We found that that client was sending out the SYN, was receiving a SYN,ACK, and was then sending the RST that we’d seen on the host.  We were baffled at why our client would immediately send a RST after getting the expected SYN,ACK, so we dug deeper.

I noticed that the ACK sequence number was completely different from our SYN’s sequence number.  That explained why our client was sending the RST, as it never sent the SYN that the ESXi host was acknowledging.  In fact, going back to that ESXi host’s TCPDump, it didn’t look like that host was sending the SYN,ACK at all.  So, we dug deeper. 

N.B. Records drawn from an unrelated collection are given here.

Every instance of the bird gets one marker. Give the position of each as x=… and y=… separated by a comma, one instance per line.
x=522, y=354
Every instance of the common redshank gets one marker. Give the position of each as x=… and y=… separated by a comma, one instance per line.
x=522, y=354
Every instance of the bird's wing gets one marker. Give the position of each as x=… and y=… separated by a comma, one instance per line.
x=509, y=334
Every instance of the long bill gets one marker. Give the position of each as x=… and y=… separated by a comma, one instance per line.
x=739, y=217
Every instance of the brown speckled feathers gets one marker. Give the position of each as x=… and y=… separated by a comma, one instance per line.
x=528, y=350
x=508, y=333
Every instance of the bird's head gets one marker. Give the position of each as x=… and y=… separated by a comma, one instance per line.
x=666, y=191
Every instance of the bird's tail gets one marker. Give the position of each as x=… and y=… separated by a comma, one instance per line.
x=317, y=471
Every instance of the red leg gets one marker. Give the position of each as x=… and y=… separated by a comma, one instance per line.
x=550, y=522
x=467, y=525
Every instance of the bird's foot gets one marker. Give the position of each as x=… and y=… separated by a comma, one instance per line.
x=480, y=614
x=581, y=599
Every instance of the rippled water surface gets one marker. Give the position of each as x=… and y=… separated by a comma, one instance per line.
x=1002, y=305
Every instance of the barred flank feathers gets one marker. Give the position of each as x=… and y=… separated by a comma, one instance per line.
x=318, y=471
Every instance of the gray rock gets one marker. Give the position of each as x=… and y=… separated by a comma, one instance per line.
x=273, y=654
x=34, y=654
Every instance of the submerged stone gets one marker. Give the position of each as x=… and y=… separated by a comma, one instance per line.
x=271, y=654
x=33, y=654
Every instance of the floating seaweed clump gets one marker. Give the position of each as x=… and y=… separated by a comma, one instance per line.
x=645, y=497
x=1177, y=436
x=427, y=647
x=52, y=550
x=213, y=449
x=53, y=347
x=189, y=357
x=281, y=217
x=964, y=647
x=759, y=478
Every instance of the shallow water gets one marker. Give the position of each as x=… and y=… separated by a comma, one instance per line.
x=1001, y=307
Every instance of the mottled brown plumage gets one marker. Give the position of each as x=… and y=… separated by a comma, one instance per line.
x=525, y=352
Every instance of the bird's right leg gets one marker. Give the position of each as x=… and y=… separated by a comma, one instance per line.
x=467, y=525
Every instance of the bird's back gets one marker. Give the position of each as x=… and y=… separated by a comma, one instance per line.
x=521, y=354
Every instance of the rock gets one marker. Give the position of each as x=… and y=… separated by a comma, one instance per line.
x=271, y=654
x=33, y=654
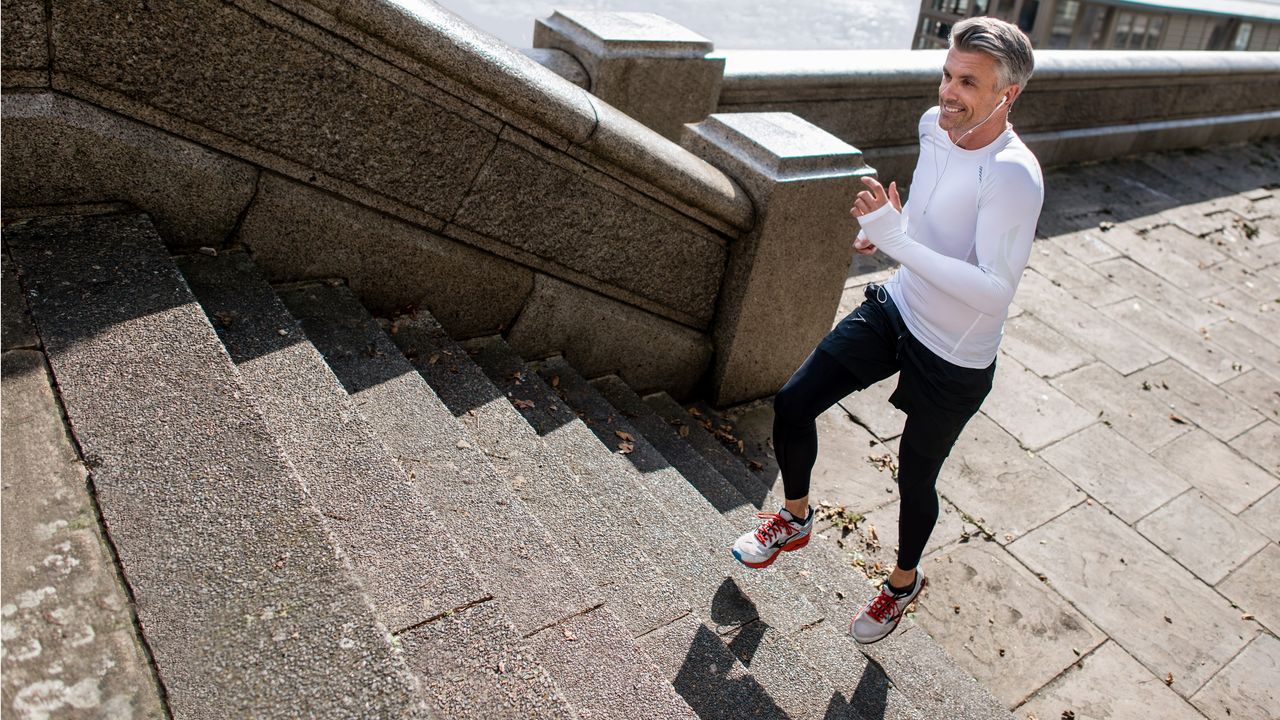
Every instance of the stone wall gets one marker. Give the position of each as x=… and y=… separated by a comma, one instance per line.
x=385, y=144
x=429, y=165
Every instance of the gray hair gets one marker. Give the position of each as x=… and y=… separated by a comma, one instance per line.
x=1004, y=41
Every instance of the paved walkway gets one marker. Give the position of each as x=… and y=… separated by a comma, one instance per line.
x=1109, y=542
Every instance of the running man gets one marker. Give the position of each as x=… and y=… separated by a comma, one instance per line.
x=961, y=244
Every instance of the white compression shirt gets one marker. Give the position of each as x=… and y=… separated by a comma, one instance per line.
x=963, y=241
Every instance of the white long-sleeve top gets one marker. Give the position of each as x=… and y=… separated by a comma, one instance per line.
x=963, y=241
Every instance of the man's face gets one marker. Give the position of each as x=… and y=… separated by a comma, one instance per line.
x=969, y=90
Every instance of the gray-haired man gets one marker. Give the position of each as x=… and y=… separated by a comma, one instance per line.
x=963, y=242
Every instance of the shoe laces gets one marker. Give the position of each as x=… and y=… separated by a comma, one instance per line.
x=883, y=606
x=773, y=525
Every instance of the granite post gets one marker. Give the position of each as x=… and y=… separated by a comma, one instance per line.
x=643, y=64
x=785, y=276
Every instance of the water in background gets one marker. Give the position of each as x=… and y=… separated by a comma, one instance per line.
x=785, y=24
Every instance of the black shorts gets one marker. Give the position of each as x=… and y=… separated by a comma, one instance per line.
x=937, y=396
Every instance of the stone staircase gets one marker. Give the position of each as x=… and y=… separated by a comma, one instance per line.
x=319, y=513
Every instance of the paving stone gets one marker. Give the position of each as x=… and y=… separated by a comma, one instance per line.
x=1121, y=404
x=1253, y=587
x=1180, y=342
x=1262, y=446
x=1202, y=536
x=1264, y=515
x=1082, y=281
x=1031, y=409
x=1248, y=345
x=1193, y=219
x=1178, y=304
x=1011, y=632
x=872, y=409
x=1107, y=684
x=1258, y=315
x=991, y=478
x=874, y=540
x=1115, y=472
x=1248, y=687
x=1098, y=335
x=1087, y=246
x=69, y=632
x=1252, y=283
x=1173, y=254
x=1192, y=397
x=1086, y=550
x=1208, y=464
x=1040, y=347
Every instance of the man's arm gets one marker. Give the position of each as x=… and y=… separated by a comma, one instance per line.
x=1006, y=227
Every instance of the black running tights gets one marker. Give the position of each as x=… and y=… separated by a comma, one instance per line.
x=818, y=384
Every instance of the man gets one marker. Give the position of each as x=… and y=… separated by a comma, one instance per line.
x=961, y=244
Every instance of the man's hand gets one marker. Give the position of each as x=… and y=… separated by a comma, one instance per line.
x=868, y=200
x=874, y=197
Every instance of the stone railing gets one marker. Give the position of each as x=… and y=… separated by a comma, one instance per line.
x=1079, y=105
x=391, y=144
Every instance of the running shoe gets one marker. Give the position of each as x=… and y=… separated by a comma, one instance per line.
x=778, y=532
x=878, y=618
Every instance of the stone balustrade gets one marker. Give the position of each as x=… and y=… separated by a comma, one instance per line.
x=393, y=145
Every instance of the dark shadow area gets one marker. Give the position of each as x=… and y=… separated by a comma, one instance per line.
x=869, y=700
x=82, y=274
x=707, y=683
x=1080, y=196
x=625, y=424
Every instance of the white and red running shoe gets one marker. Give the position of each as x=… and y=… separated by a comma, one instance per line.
x=777, y=533
x=878, y=618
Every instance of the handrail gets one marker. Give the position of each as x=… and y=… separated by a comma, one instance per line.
x=447, y=44
x=746, y=71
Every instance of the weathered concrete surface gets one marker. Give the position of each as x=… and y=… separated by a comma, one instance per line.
x=69, y=638
x=59, y=150
x=1034, y=633
x=599, y=336
x=265, y=619
x=297, y=232
x=407, y=144
x=800, y=180
x=1107, y=684
x=577, y=218
x=643, y=64
x=1247, y=687
x=1202, y=536
x=1128, y=587
x=24, y=55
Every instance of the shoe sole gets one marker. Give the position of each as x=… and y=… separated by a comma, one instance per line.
x=791, y=546
x=924, y=583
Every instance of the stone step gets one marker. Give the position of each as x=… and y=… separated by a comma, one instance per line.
x=581, y=643
x=626, y=511
x=456, y=637
x=241, y=598
x=607, y=522
x=913, y=661
x=737, y=596
x=862, y=686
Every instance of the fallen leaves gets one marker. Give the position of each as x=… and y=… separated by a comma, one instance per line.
x=883, y=463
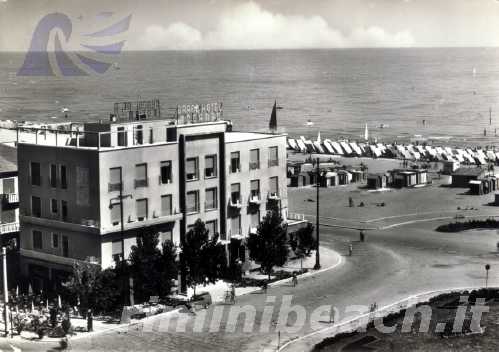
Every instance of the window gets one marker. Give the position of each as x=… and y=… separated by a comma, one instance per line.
x=254, y=159
x=235, y=193
x=140, y=175
x=192, y=202
x=55, y=240
x=171, y=134
x=212, y=227
x=114, y=179
x=117, y=250
x=141, y=209
x=235, y=225
x=8, y=216
x=64, y=180
x=255, y=189
x=210, y=166
x=36, y=207
x=65, y=246
x=166, y=205
x=37, y=240
x=166, y=172
x=53, y=176
x=274, y=186
x=211, y=199
x=139, y=135
x=273, y=157
x=64, y=210
x=234, y=162
x=191, y=169
x=35, y=174
x=9, y=186
x=53, y=206
x=255, y=219
x=122, y=142
x=115, y=213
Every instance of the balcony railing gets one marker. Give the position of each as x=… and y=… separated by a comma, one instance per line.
x=273, y=196
x=141, y=183
x=235, y=202
x=9, y=227
x=254, y=165
x=255, y=199
x=114, y=187
x=273, y=163
x=10, y=198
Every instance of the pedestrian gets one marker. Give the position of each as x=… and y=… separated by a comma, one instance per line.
x=264, y=286
x=233, y=293
x=90, y=321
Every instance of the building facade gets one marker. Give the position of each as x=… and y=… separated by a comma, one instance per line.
x=86, y=194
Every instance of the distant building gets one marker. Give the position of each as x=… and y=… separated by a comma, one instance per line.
x=168, y=173
x=462, y=176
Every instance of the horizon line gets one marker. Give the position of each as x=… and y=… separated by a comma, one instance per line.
x=279, y=49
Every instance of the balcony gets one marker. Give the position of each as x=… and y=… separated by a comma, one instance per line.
x=10, y=198
x=236, y=234
x=273, y=163
x=9, y=227
x=235, y=202
x=254, y=166
x=114, y=187
x=141, y=183
x=273, y=196
x=255, y=199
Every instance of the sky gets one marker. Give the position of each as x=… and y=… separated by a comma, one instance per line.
x=259, y=24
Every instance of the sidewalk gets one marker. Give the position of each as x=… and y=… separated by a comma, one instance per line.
x=329, y=260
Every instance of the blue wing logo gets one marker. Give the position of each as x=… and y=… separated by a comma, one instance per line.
x=81, y=63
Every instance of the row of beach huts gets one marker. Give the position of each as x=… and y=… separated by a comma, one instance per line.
x=465, y=156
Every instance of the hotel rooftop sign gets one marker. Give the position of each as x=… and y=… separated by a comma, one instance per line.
x=196, y=113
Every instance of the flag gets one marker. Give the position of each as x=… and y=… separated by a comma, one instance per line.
x=273, y=118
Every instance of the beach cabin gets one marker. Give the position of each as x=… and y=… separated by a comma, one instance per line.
x=344, y=177
x=376, y=181
x=357, y=175
x=336, y=147
x=346, y=148
x=329, y=179
x=462, y=176
x=450, y=166
x=318, y=147
x=328, y=147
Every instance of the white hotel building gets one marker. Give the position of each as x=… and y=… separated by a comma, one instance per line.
x=172, y=172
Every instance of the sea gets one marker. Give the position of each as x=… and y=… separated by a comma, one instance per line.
x=446, y=95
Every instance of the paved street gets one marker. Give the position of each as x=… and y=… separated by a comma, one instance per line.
x=391, y=265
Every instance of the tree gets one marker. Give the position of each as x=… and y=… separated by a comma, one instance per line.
x=269, y=245
x=302, y=242
x=145, y=267
x=169, y=266
x=82, y=283
x=203, y=256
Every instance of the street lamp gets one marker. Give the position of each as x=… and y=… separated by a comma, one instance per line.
x=317, y=265
x=5, y=288
x=487, y=268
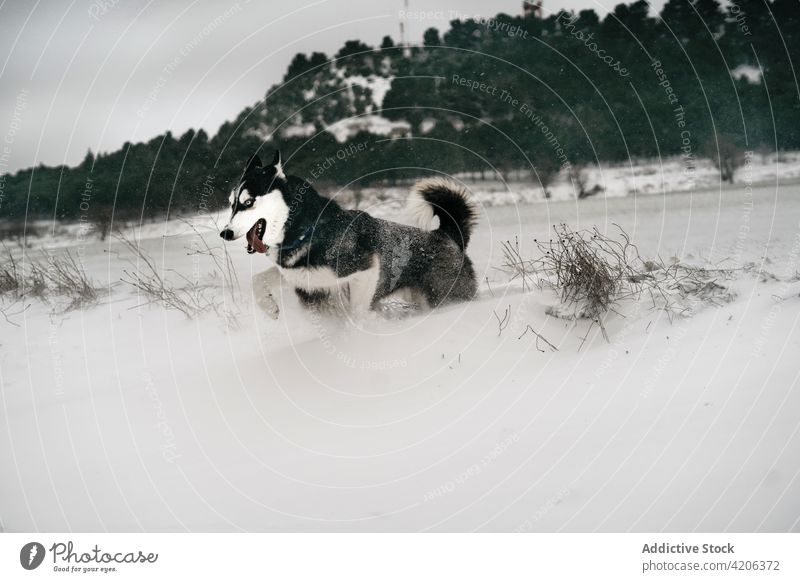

The source MAC Address in the weird SYN,ACK was a VMware MAC address (00:50:56:x:x:x), so I decided to try and track down what device was sending that SYN,ACK (I was expecting it to be a vShield component or something).  I wrote a quick PowerCLI script to search a vCenter inventoryfor a specific VM by MAC Address and it turned up no VMs with that MAC (despite successful test runs with other VMs' MAC addresses).  That’s when I remembered that VMK interfaces are technically virtual interfaces as well, and so I checked the VMK interfaces on the host.


It turned out that the host had a secondary VMK interface that was directly on the network that had our Management Appliance.  So, the Management Appliance communicated to that host by its DNS name, which resolved to its primary VMK interface.  Since the host had an interface that was directly on that client’s network though, it replied through that interface.  

We had found a situation where the we had asymmetric routes, which is a bad thing.  When we moved that secondary VMK interface onto the storage network where it belonged, everything started working as intended.